Mr. Hume's Compliments to Mr. Strahan. He sent him the two first Sheets of this Work, which he hopes Mr. Strahan receivd. In case he has not, Mr. Hume recommends it to Mr. Strahan to be translated into English. It is a work of Made de Riccoboni, so well known by the Letters of Lady Juliette Catesby. Mr. Hume will send over the other Sheets as they come from the Press. He desires Mr. Strahan to write to him. His Direction is under Cover to Lord Hertford at Northumberland House in the Strand.

This Sheet may come to Mr. Strahan's hand before the two others: As this goes by a Messenger1. ; the other by General Clerk2. .

[1.]Note 1. Messenger. See ante, p. 44, n. 5.
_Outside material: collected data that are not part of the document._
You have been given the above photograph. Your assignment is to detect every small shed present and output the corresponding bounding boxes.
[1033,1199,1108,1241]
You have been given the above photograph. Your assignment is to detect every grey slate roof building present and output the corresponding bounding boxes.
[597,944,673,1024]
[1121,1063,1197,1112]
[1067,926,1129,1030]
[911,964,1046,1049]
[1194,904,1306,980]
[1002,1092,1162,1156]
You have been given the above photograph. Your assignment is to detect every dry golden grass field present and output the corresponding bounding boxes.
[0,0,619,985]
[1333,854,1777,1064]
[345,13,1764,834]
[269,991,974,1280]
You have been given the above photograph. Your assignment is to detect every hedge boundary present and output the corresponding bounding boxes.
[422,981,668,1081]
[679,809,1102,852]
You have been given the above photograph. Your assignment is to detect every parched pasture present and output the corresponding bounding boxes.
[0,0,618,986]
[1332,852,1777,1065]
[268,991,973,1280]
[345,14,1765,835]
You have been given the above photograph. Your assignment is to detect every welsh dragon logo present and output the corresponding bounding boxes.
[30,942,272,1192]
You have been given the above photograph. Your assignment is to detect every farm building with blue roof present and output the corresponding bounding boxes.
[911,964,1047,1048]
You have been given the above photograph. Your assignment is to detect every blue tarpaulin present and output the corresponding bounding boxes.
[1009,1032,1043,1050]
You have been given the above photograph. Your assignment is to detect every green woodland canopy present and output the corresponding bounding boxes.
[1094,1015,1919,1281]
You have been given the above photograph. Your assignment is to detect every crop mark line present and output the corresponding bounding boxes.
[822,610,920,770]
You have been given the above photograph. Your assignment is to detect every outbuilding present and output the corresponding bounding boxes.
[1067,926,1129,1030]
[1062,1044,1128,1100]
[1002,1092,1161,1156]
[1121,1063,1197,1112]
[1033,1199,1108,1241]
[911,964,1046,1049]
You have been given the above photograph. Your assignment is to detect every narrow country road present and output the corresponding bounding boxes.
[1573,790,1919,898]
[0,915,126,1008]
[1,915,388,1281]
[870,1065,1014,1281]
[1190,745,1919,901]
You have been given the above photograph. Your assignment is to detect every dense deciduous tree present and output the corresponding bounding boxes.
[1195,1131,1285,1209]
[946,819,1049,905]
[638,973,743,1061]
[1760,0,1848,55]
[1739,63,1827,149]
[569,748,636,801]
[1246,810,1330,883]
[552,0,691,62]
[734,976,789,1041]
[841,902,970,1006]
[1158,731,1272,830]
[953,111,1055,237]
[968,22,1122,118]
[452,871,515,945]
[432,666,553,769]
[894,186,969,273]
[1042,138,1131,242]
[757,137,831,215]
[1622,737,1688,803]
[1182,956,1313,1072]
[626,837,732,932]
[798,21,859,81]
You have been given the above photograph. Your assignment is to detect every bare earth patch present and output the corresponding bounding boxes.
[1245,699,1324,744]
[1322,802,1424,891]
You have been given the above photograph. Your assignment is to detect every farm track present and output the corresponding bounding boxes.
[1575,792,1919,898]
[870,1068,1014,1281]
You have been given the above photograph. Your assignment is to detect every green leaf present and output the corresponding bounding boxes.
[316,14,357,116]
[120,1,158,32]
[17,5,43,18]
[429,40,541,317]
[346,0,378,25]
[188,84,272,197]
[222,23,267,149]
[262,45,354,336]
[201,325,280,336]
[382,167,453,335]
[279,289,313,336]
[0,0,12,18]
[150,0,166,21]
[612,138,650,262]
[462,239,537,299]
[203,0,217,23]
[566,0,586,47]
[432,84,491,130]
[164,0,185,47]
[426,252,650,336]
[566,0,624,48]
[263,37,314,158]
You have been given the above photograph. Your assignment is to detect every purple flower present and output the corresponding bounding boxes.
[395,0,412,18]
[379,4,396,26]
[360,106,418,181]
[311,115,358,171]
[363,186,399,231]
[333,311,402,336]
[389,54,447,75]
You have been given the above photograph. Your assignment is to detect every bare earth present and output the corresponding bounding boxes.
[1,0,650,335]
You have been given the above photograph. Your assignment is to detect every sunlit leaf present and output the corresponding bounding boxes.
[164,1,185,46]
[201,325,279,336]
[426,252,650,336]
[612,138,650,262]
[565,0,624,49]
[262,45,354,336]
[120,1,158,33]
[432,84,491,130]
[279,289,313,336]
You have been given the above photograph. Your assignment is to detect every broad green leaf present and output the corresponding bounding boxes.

[2.]Note 2. Hume, writing on April 26 of this year, says:—’It is almost out of the memory of man that any British has been here on a footing of familiarity with the good company except my Lord Holderness…. I may add General Clarke, who was liked and esteemed by several people of merit, which he owed to his great cleverness and ingenuity, and to his surprising courage in introducing himself.’ Burton's Hume, ii. 194. Dr. A. Carlyle, who met Clarke at Harrogate in 1764, gives a very different account of him (Auto. p. 451):—’He was a very singular man, of a very ingenious and active intellect, though he had broke short in his education by entering at an early age into the army; and having by nature a copious elocution, he threw out his notions, which were often new, with a force and rapidity which stunned you more than they convinced. He applied his warlike ideas to colloquial intercourse, and attacked your opinions as he would do a redoubt or a castle, not by sap and mine, but by open storm. I must confess that of all the men who had so much understanding he was the most disagreeable person to converse with whom I ever knew…. You must contradict him and wrangle with him, or you had no peace.’